The Wisconsin dispute involved none of these issues but instead centered on the mechanics of how a state administers its elections on the ground. . . .
The U.S. Supreme Court case in recent times that focuses most squarely on the logistics and administration of state elections is Crawford v. Marion County Election Board. That case involved an unsuccessful challenge in 2008 to Indiana’s requirement that voters demonstrate their identity to vote. In rejecting the challengers’ claims, six justices (including Justice Stevens) agreed that, at the very least, “even-handed restrictions” promoting the “integrity and reliability of the electoral process itself” satisfy constitutional standards.
Wisconsin’s own requirement that ballots be received (and its corollary implicit requirement that they be cast) by Election Day is certainly “even-handed.” And no one could easily deny that the goals of securing election results as soon as possible and avoiding unnecessary risk that some people might vote after knowing provisional election results go to the “integrity and reliability of the electoral process itself.”
The district court spent no time analyzing Marion County, or indeed even trying to figure out which category of voting cases from within the Supreme Court’s voting rights jurisprudence was the most appropriate from which to draw guidance. Instead the court simply laid out an unguided balancing test from cases involving voter qualifications and ballot access and determined that Wisconsin could ignore its state-law requirements without losing too much. To repeat the court’s language: “The state’s general interest in the absentee receipt deadline is not so compelling as to overcome the burden faced by voters who, through no fault of their own, will be disenfranchised by the enforcement of the law.”
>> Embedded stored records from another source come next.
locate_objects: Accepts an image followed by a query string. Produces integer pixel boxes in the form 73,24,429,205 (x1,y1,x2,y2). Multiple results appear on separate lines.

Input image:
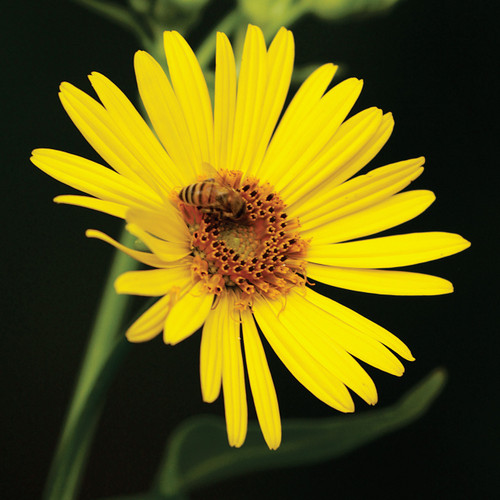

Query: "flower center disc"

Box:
178,171,307,309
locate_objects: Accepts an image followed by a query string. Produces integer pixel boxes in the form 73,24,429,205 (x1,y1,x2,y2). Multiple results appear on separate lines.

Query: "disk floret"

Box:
179,171,307,309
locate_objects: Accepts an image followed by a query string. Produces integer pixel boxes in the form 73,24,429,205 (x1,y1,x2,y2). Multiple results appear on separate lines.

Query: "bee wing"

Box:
201,161,217,181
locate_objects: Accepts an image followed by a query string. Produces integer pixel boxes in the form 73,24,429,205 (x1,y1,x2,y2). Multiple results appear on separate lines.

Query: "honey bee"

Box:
179,179,246,221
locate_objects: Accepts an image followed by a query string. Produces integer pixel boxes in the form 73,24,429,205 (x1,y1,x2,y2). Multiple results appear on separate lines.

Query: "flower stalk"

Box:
43,230,138,500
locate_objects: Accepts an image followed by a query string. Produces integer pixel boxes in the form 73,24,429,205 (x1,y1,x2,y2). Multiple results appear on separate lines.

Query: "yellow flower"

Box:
32,26,469,449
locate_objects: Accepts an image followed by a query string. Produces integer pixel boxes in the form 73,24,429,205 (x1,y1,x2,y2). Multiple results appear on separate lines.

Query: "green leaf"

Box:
305,0,398,20
153,370,446,498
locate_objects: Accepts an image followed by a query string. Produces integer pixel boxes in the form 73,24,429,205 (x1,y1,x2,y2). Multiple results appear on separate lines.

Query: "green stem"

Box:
43,230,138,500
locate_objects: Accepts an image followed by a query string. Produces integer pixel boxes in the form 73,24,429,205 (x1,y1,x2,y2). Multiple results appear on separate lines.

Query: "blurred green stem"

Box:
43,230,138,500
196,10,242,69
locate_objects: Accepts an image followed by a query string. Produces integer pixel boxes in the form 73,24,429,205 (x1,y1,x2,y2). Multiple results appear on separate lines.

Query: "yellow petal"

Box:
292,289,404,376
89,72,182,192
59,82,163,193
307,232,470,268
262,78,362,192
328,113,394,189
31,149,161,210
163,31,214,168
302,190,436,245
253,297,354,412
221,294,248,448
85,229,168,267
305,288,415,362
214,33,236,169
54,194,128,219
125,295,170,342
243,28,294,175
241,309,281,450
307,264,453,295
126,224,191,262
163,282,213,345
230,25,269,178
269,291,376,405
127,202,191,244
281,108,390,209
252,64,337,180
115,264,191,297
134,50,202,182
200,304,223,403
291,157,424,228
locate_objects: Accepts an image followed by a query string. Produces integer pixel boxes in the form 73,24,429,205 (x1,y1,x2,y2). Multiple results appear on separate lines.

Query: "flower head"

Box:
32,26,469,449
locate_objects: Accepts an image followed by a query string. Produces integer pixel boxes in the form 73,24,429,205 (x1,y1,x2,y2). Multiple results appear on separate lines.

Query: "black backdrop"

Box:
0,0,498,500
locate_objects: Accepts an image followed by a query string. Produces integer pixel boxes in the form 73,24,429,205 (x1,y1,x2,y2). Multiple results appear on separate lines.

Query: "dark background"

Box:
0,0,499,500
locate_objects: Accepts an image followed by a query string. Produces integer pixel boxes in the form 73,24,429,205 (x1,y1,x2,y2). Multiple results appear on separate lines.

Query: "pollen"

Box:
178,171,307,309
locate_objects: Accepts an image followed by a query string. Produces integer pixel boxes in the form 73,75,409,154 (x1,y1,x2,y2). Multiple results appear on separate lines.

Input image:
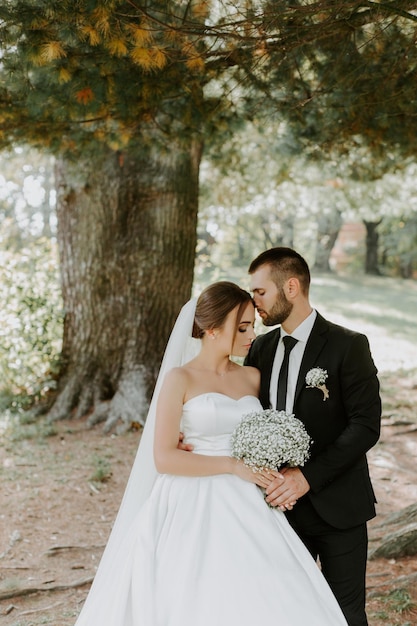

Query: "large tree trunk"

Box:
49,140,201,430
363,220,382,276
313,209,343,272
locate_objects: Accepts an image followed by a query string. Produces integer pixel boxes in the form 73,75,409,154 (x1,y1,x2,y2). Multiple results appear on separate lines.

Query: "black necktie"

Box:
277,335,297,411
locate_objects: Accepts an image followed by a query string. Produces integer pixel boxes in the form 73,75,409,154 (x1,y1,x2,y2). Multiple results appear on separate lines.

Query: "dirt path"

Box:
0,374,417,626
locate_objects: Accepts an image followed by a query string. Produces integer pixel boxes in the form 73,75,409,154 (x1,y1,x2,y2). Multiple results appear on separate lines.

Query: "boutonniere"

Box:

The district court also failed to analyze carefully what its reasoning would mean for state election law generally. For example, what if a state simply chose not to provide for absentee ballots? As far as we know, the Supreme Court has never suggested that voters must have the option of casting their ballots by mail. If the Constitution imposed such a requirement then wouldn’t the procedures of “caucus” states, where people must attend and participate in person to have their input counted, be problematic? And putting aside the caucus device, if a state decided not to permit absentee (or any other mail-in) ballots (except perhaps as required by federal statute) and instead required in-person voting for all, wouldn’t enforcement of its law also “disenfranchise” many people who for whatever reason can’t vote in person?